The future of mining in Senegal

The mining industry of Senegal has been dormant for the greater part of the 20th century. From the 1960s to 2000, the extraction of phosphate was the major earner of revenue in mining. In 2005, the mining sector of Senegal expanded to encompass the exploration of base metals such as iron ore. At present, Senegal boasts of the 3rd largest heavy mineral sands deposit with a major operation which commenced December 13, 2012.
Major discoveries of gold, copper and cobalt deposits have been made in recent years. Mr Ousmane Cisse, the Senegalese Director of Mines and Geology explained that gold deposits have been discovered in Kedugu, located in the eastern part of Senegal.

Senegal is home to regional headquarters to a number of multinational corporations due to its well developed infrastructure as well as political stability. “Senegal is the jewel of West Africa, it is the most stable country in the region and have many companies with their headquarters here even thought they don’t operate out of Senegal”, Mr Cisse reiterated.
“A Social Mining Programme was set up in 2008 in conjunction with the World Bank to encourage the move from social to economically viable mining for local small scale miners. This programme has empowered miners to generate revenue by equipping them with the necessary skills to mine efficiently,” said Mr Cisse
Senegalese President, Macky Sall

The future of mining in Senegal certainly looks bright and is set to contribute significantly to GDP growth as well as socio-economic development by 2017-2020.
“The iron ore deposits in Senegal are linked to large infrastructure development projects such as the development of 400km of railroad as well as the reconstruction of 350km more. There will also be a new harbor to be constructed for the transportation minerals to exports markets.
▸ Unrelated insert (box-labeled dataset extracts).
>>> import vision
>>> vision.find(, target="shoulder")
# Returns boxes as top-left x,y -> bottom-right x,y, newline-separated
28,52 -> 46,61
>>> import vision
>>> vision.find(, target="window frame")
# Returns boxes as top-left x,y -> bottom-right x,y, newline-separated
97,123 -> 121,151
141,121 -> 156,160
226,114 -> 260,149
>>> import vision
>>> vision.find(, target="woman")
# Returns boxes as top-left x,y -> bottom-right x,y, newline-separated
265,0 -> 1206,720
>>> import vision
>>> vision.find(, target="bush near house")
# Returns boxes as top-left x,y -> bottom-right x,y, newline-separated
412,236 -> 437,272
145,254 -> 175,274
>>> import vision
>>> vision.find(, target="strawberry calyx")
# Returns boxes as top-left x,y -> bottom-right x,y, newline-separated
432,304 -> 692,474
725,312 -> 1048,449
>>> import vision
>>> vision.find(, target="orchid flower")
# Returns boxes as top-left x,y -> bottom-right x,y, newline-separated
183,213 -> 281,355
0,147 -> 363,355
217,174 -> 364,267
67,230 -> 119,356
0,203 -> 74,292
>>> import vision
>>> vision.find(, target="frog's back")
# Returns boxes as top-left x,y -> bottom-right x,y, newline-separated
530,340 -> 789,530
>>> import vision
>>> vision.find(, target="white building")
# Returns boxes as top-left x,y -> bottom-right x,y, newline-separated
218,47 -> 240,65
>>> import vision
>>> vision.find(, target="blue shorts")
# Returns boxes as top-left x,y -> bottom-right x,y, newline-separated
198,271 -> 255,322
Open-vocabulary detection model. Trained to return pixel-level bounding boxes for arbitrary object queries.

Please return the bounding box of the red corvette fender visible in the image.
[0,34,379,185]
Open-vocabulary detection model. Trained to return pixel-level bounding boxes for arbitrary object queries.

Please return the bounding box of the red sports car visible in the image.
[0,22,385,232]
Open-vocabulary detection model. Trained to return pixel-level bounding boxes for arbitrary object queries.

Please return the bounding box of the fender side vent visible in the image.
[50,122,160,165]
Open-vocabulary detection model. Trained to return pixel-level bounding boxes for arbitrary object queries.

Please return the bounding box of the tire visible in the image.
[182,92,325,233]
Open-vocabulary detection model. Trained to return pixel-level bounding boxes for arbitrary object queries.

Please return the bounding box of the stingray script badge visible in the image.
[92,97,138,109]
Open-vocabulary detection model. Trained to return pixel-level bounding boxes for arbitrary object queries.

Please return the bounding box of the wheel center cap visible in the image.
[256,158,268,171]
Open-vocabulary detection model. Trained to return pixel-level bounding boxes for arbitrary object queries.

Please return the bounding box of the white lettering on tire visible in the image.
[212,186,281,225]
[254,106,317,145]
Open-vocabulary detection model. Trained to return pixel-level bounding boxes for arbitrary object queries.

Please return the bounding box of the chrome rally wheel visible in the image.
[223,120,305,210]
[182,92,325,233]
Furthermore, railways from mines across the country to the existing port of Darkar are in the pipeline”, said Mr Cisse.
In order to encourage foreign and local investment into the mining sector, the government of Senegal is in the process of setting up a mining consortium to promote the issuing of exploration licenses. The arm of government will aim to minimize bureaucracy in the acquisition of information related to the mining industry in order to create a conducive environment for investors.
The government of Senegal is also promoting the value addition of minerals within the country with the aim of creating employment and generating business for small businesses offering services to the mining industry. This will also promote growth in other economic sectors such as agriculture where minerals such as phosphate are consumed.